After the commercial success of Take Me Home's disco, it made sense to go in a completely different direction. Her local outlaw 1%ers biker club. Well not quite, but joining a rock band called Black Rose was Cher's most stubborn attempt to become a rowdy rock bitch yet, and the results are pretty similar to her two biggest 80s albums that were yet to come at the other end of the decade. If this were any other artist's career path, it would be easy to assume the singer underwent something of an identity crisis in the previous decade (identity crisis? nope, not this plastic surgery addict), but her meaty charisma anchors all her endeavors with a weathered conviction that always means business. However, literally no one was buying it. Cher and her boys hit the road, and the era was a (Bob Mackie designed) dress rehearsal for subsequent material. Cher certainly isn't afraid to enjoy hoots more than hits: the album Black Rose is more corny than thorny, and her ambitious fight for rock stardom let's all her delicious mannerisms off the leash for some of her most unrestrained/strained performances yet.
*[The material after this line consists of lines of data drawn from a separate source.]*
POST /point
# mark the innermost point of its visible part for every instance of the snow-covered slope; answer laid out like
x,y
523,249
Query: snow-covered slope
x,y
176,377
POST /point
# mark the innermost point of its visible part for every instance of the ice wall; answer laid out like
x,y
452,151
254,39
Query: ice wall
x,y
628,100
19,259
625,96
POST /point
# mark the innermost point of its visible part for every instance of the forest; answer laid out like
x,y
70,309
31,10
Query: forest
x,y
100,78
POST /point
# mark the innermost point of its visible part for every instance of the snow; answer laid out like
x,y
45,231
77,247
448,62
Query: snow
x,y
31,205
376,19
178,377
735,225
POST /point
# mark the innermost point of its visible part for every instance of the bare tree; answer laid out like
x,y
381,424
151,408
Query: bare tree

With its jaunty opening, Never Should've Started isn't as prophetic as you might think. Cher's breathless opening lines are haunting and utterly beguiling (even if it lacks polish), until she swoops in with a deliciously (and let's face it, butch) "hoooooOOOOOH YEAH" which activates the track kicking itself into gear. Gurning and grimacing her way through the chorus, with her band chanting on back-up, it's a pretty melodic outburst. I don't think this has ever featured on any compilation to date, but if I were dividing her decades into separate discs, this would open my 80s volume. The song was lip-synced on live television, which might not have been the best way to prove one's rock star credentials (note: the performance above IS live).
Cher's quaking bellowing on Julie is a full-on, swearing, chugging pub rocker. If anything, I can get a fix out of her frothing at the mouth style vocals, but this is not exactly one to name-check as a career highlight. "You lying bitch" always raises a smile if nothing else.
With her biker mama imagery, it was a concern that Take It From The Boys would turn out to be the singer pulling a train (of thought). Although it's incredibly cheesy, the track is surprisingly energetic and unleashes some incredible phrasing from our old gal. Cher handles it like a pro, "no slack". More rock overstatement, We All Fly Home ("don't feel the danger 'cause it's the only fuckin' stranger") isn't as turbulent as it could have been. I rather enjoy it as a more spastic counterpart to We All Sleep Alone, in the sense that it sounds nothing like it and takes a completely different stance.
Mixing easy rock with being easy, 88 Degrees "signs a deal for a whole lotta do" and "it's so damn hot" thanks for asking. A meddling mid-tempo sag for sure, but she had to catch her breath at some point. Cher's sedulous rock pursuit is easy to mock, but duetting with her band-mate on You Know It is sincere enough, even if the sound is somewhat homogenized. Crow-barring a gentle ballad into the mix, Young & Pretty "gives up that old routine" and frankly both Cher (1987) and Heart of Stone (1989) could have done with a song or two like this as a third quarter album track.
On an album of big and barely controllable and identifiable emotions, it makes sense to blow off yet more 80s power-pop steam on the album's climax. Revving up manufactured Springstein riffs, Fast Company goes down in flames whilst pledging to "drink the fumes". The flair, fuel and economy of the album is at its glossiest here, and unsurprisingly it's one of my highlights. The image of Cher clinging on to her biker lover going 200 mph makes me imagine her wig going flying way up into the sky. Glamour has no speed limit.
Moving on from the kitsch carnage of Prisoner, personally I find Black Rose an easier listen than both Cher and Heart of Stone even if it lacks the gigantic peaks of either album. Whether Cher's behaviour created scandal is before my time, but lyrically this more CHER than her 80s/90s Geffen trio. She sounds rather liberated here. The biker babe bruised and used pop axiom sounds instinctive enough for the question of Cher's integrity to be nonexistent, and it's also more eccentric than its blockbuster counterparts, which is often the highest Cher value of all - it's a cocktail of aggressive rock (that never quite goes full pelt), but with transfixing camp fascination. I can only imagine this was never truly expected to be a commercial success, which makes the project seem all the more impressive.